POR OMAR ROMERO DÍAZ /
La historia de Colombia, como la de muchos países del Sur Global, ha estado marcada por una relación desigual con Estados Unidos. Bajo el ropaje de la cooperación estratégica, se han impuesto agendas ajenas, se ha intervenido en decisiones internas y se ha criminalizado toda voz que se atreva a cuestionar el orden neoliberal establecido. Por eso, el reciente llamado del Departamento de Estado a su Encargado de Negocios en Bogotá no es un hecho aislado ni técnico: es un acto político que expresa el malestar de un imperio frente a un gobierno que ha decidido pensar por sí mismo.
El argumento de Washington sobre “declaraciones infundadas y reprobables” por parte del Gobierno de Colombia no es más que la excusa para encubrir la verdadera incomodidad: la existencia de un presidente, Gustavo Petro, que ha osado denunciar al Fondo Monetario Internacional (FMI), señalar el impacto destructivo de las potencias sobre la crisis climática, y plantear un modelo económico alternativo centrado en la vida y no en la ganancia.
Desde esta contradicción, emerge el gesto digno del Gobierno del Cambio: llamar también a consultas al Embajador colombiano en Washington.

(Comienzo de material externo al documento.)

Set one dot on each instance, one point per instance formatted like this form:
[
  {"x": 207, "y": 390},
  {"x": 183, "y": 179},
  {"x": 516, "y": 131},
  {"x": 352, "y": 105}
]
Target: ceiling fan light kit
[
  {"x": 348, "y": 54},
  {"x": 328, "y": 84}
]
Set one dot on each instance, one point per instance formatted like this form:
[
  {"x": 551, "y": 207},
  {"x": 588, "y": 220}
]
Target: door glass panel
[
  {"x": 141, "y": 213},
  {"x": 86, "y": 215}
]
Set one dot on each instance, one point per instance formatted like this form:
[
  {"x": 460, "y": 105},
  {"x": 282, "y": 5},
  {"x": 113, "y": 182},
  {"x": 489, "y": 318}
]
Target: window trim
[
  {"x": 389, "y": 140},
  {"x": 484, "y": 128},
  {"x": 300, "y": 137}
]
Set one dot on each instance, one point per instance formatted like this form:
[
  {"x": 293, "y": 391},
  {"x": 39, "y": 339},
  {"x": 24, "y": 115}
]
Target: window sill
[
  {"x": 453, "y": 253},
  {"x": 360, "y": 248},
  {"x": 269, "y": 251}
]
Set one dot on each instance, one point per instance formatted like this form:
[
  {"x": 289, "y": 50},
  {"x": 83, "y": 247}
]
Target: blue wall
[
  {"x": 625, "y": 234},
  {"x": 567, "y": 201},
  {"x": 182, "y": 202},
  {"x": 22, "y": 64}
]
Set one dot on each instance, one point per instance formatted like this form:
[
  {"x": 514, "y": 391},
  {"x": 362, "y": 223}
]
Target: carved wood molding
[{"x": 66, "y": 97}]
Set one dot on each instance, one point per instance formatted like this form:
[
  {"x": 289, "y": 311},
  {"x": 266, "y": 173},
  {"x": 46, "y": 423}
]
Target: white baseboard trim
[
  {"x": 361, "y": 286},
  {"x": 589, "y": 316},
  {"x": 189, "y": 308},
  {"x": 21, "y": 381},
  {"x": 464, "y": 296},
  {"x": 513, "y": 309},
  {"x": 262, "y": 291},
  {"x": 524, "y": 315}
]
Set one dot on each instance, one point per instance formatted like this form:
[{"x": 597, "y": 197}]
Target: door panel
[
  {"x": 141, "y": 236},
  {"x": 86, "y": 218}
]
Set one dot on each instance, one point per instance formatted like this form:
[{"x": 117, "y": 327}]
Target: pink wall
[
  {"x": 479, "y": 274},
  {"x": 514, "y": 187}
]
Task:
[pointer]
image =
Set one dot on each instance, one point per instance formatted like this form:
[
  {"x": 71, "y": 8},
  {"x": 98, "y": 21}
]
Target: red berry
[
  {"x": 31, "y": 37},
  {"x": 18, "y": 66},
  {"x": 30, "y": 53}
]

No como réplica mecánica, sino como afirmación de una nueva forma de entender la diplomacia: no desde la sumisión, sino desde la soberanía. No desde el servilismo, sino desde el diálogo entre iguales.
El pueblo debe saber que esto no es una anécdota diplomática. Es el reflejo de una lucha más profunda entre dos proyectos históricos: el de la subordinación económica, política y militar que durante décadas EE.UU. ha impuesto bajo el nombre de “cooperación”, y el de una nación que se atreve a construir su camino desde el mandato popular, la justicia social y la autodeterminación.
EE.UU. dice considerar a Colombia un “socio estratégico”. Pero ¿qué clase de socio es aquel que no tolera la crítica, que responde a la soberanía con presión, y que recurre al chantaje diplomático cada vez que se le cuestiona? ¿Qué tipo de compromiso es ese que se rompe en cuanto se confrontan las estructuras de poder que sostienen la desigualdad global?
Aquí hay una verdad que no podemos obviar: el Gobierno de Petro no está en disputa solo con las oligarquías nacionales; también está tocando los intereses geopolíticos de un inicuo sistema que ve con amenaza cualquier intento de justicia climática, redistribución del poder y cambio estructural. Por eso arrecian las tensiones. Por eso arrecian las campañas de desprestigio. Por eso se intenta aislar diplomáticamente al país que se atreve a pensar distinto.
Pero el Gobierno del Cambio ha dejado claro que no retrocede. No se arrodilla. No cambia principios por aplausos de embajada. Colombia ha decidido tener voz propia, sin intermediarios. Y esa voz, aunque incomode, aunque no guste, es la expresión legítima de un pueblo que eligió dejar de ser peón geopolítico para ser sujeto de su propia historia.
En este escenario, el llamado a consultas debe ser una oportunidad para reconfigurar las relaciones bilaterales desde el respeto mutuo, no desde la imposición. Desde la cooperación real, no desde el castigo diplomático. Desde la horizontalidad, no desde el paternalismo.
El pueblo colombiano tiene que entender que estamos frente a una disputa que va más allá de lo diplomático: es una lucha por el alma del proyecto nacional. O seguimos siendo el patio trasero de las potencias, o nos afirmamos como país digno y soberano.
El cambio no será fácil. Pero ya comenzó. Y no lo detendrán ni las presiones externas, ni las oligarquías internas. Porque cuando un pueblo despierta, ni el imperialismo puede frenarlo.